The Queen was sitting one evening in the royal palace. If her pretty forehead puckered sometimes in thought, it was probably because she was planning some fresh fantastic surprise for the husband who was enthroned in her heart, or perhaps she was forming some plan for an exhibition in the Art Institution she had founded, when her brother-in-law, Don Carlos, came into the room and informed her that the King had gone out into the city in his mysterious way with his confidants Alagon and Chamorro, and expeditions conducted in this secret form signified to the Prince an affaire de cœur. Isabel at first declined to believe the Infante’s statement, as Ferdinand had told her that he was only going on business to the Mayordomo’s office. So the Prince accompanied his sister-in-law to the office in question, and when the King was not to be found there, and his companions also proved to be missing, the Queen determined to wait for her husband in a room near the door by which he would re-enter the palace. The hours of waiting were long, and when Ferdinand finally returned it was to find the gentle Queen too overwrought to be able to restrain her rage.

“You have deceived me!” she cried. “You come from the house of your dear one! I congratulate you!”

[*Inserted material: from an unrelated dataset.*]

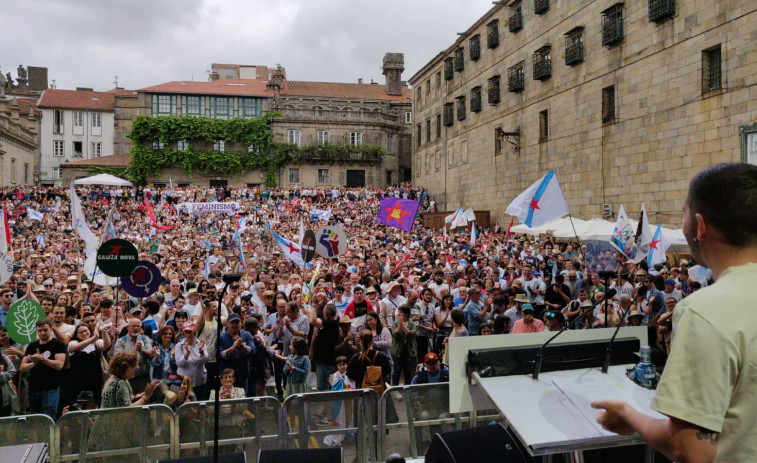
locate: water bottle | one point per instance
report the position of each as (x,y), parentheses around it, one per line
(645,373)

The King replied in terms which showed how great was his anger with the tale-bearer, and the dialogue between the royal brothers might have led to fatal results had not Doña Francisca intervened; and, as the influence which the Princess exerted over her brother-in-law was always of great weight, the painful scene ended with the wound to poor Isabel’s heart which never was healed.

Deceived in her husband, the young Queen devoted herself assiduously to her baby daughter, and was never so happy as when she was doing everything herself for it; and when the little Infanta succumbed to an illness, Isabel’s grief was intense, and the King also was much affected at the death of his baby daughter.

It was about this time that the serious discontent in the realm led to a plot which was to compass the assassination of the King. Don Vicente Richard was the chief conspirator, and as each participator in the plot knew of only two others concerned in it, and the triangular sections were all quite separate from each other, the names were never disclosed. When it was time to put the match to the train, some thought that it would be well to surprise the King in the house of a certain beautiful Andalusian lady called Pepa, so that the whole country should know that the perfidy of the King extended to his domestic life as well as to matters of public concern.

But Richard’s two co-operators betrayed the plot to the palace, and although the conspirators met the fate which such actions invite, and the King spared neither time nor money in trying to find out their co-operators, no further information was discoverable.

The Freemasons were at this time a great object of persecution on the part of the Inquisition. In a curious old book called “Narration of Don Juan Van Halem, Field-Marshal of the National Troops,” we have an account of a secret audience he had with Ferdinand for the purpose of making certain revelations to His Majesty on the subject.